Their art program allows their clients the ability to sell art they created in the art studio, but also provides a creative outlet to express themselves.
Opportunity Resources’ art department helps people living with disabilities create art and then sell it.
“There is a lot of people that have disabilities that have hidden talents and that’s kind of our job: Get them in here and see if they have any of those and I would say a large portion of them do,” said ORI art director Tom Lind.
All it takes is one look around Opportunity Resources’ office to realize how much beautiful art is created at ORI.
Lind believes the art is special because the creators of it have a unique quality.
“They’re so unfiltered.
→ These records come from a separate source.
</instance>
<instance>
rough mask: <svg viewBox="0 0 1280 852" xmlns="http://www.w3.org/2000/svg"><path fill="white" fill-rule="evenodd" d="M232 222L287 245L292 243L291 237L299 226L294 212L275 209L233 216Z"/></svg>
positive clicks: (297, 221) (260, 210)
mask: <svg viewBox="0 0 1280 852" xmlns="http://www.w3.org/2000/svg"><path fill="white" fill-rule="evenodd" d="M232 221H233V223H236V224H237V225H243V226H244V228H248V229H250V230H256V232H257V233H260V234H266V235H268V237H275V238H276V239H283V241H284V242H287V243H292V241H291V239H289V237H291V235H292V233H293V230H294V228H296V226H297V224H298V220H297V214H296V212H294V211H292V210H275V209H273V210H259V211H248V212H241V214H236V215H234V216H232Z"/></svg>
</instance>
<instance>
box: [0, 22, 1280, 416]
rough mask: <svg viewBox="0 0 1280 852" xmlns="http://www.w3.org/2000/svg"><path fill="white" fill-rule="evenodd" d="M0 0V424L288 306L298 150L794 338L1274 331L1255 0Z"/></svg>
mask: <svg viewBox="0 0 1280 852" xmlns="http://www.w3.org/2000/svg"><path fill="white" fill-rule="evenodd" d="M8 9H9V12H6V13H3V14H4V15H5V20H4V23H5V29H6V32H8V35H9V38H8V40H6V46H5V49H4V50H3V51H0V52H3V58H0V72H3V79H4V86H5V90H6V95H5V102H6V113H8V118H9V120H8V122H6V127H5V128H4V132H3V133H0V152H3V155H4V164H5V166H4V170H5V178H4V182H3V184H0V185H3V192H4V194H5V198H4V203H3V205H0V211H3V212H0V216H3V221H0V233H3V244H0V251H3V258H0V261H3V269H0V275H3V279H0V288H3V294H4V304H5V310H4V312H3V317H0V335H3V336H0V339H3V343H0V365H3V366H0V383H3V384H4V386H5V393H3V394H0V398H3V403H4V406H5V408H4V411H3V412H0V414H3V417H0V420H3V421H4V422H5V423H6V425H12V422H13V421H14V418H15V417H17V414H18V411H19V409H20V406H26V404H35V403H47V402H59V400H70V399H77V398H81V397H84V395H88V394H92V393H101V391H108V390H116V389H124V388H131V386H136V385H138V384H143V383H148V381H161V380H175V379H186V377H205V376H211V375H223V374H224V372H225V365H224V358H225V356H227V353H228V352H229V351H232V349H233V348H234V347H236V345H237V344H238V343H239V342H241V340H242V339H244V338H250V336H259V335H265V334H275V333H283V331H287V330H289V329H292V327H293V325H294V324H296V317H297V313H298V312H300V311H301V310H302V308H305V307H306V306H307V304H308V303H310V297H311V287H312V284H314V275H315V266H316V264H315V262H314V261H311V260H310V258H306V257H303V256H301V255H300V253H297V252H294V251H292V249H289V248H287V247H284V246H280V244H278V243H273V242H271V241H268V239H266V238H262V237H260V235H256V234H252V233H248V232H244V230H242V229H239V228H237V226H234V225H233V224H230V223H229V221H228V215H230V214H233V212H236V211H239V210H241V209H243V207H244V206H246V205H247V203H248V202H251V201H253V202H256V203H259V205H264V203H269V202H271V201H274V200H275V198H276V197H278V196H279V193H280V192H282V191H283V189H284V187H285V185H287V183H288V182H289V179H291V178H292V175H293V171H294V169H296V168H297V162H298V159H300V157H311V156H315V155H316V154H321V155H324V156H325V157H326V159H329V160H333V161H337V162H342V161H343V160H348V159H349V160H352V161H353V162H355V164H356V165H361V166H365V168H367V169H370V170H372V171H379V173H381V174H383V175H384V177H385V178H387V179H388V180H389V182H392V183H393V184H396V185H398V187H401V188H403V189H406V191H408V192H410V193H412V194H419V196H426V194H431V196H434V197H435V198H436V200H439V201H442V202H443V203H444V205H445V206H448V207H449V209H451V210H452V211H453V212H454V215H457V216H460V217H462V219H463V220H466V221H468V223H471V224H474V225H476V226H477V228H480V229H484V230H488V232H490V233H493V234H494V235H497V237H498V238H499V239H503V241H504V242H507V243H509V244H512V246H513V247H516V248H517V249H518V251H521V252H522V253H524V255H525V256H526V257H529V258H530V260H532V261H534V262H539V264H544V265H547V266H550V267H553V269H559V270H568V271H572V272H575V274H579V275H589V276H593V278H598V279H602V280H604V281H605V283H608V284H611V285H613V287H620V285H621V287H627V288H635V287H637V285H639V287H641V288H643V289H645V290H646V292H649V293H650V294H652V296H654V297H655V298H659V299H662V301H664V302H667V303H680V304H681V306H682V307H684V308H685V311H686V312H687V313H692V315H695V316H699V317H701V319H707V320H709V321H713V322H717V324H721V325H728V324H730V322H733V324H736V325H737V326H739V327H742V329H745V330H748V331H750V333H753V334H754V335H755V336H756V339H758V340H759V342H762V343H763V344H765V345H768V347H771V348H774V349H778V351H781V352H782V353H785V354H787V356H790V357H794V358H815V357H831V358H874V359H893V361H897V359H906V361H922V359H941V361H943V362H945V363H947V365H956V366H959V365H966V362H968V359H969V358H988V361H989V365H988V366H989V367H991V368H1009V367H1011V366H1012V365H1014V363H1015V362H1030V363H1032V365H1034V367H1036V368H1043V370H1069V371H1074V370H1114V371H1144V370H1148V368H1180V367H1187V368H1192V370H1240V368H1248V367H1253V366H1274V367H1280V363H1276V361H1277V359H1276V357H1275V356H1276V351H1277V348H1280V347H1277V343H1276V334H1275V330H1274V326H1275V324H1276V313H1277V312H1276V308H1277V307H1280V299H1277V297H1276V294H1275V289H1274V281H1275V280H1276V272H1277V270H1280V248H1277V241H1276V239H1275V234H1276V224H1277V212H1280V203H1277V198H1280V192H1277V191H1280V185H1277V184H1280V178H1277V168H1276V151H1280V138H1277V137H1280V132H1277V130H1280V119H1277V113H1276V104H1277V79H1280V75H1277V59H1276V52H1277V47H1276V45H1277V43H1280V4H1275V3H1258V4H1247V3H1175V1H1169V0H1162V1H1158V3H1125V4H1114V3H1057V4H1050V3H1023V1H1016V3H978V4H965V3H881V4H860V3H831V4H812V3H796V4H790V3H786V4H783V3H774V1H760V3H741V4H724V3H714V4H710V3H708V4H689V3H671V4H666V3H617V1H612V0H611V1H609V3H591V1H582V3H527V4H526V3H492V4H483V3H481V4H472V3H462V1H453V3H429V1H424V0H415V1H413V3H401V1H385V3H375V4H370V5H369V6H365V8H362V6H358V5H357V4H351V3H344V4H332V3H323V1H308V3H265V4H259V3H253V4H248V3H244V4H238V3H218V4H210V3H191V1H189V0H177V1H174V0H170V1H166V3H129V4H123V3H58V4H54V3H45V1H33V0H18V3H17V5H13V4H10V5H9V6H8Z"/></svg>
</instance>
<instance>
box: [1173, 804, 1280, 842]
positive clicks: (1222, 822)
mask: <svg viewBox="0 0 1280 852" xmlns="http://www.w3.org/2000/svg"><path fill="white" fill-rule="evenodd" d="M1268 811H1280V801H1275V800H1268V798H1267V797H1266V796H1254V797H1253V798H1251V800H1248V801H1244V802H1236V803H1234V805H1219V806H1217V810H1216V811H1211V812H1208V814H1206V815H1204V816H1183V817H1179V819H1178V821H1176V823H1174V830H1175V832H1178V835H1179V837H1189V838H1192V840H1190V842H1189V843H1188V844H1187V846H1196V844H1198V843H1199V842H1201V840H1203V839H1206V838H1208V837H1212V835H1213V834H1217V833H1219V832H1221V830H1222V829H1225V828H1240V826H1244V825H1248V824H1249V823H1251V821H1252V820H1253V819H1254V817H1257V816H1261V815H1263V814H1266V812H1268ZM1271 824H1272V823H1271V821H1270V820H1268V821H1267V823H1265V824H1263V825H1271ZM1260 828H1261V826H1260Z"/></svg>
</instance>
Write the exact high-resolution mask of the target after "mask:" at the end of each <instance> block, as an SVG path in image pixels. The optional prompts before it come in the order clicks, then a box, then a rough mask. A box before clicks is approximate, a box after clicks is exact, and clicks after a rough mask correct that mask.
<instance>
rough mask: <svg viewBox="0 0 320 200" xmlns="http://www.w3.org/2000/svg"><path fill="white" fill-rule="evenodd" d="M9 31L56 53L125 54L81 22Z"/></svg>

They have these wonderful qualities a lot of people with disability or most of them are unfiltered and so they paint that way. They take the colors they want and they spread it around,” Lind added.
“It might look like something it might not sometimes they don’t care. Some of our best painters are just nonobjective painters. The truthfulness of it is the key and that’s why I think they win so many awards.”
And besides all the awards the art is also sold and the artists keep the profits and build some self-esteem.
“They get all the profits from that and it’s very gratifying, and self esteem-wise it’s a wonderful part to the formula is to increase their self-esteem,” Lind said.
It’s a great all-around experience for Opportunity Resource clients but it’s also extremely rewarding to the instructors.
“Sometimes people who see these kind of interviews might get the impression that the clients are the lucky ones, and perhaps they are to some degree, but they never consider the idea of what it does for us. I mean, self-esteem building works both ways,” Lind said.
Lind says that they would look to sell more of their art to business’s to display in their offices. All of the art is available for sale at ORI’s office on South Russell Street in Missoula.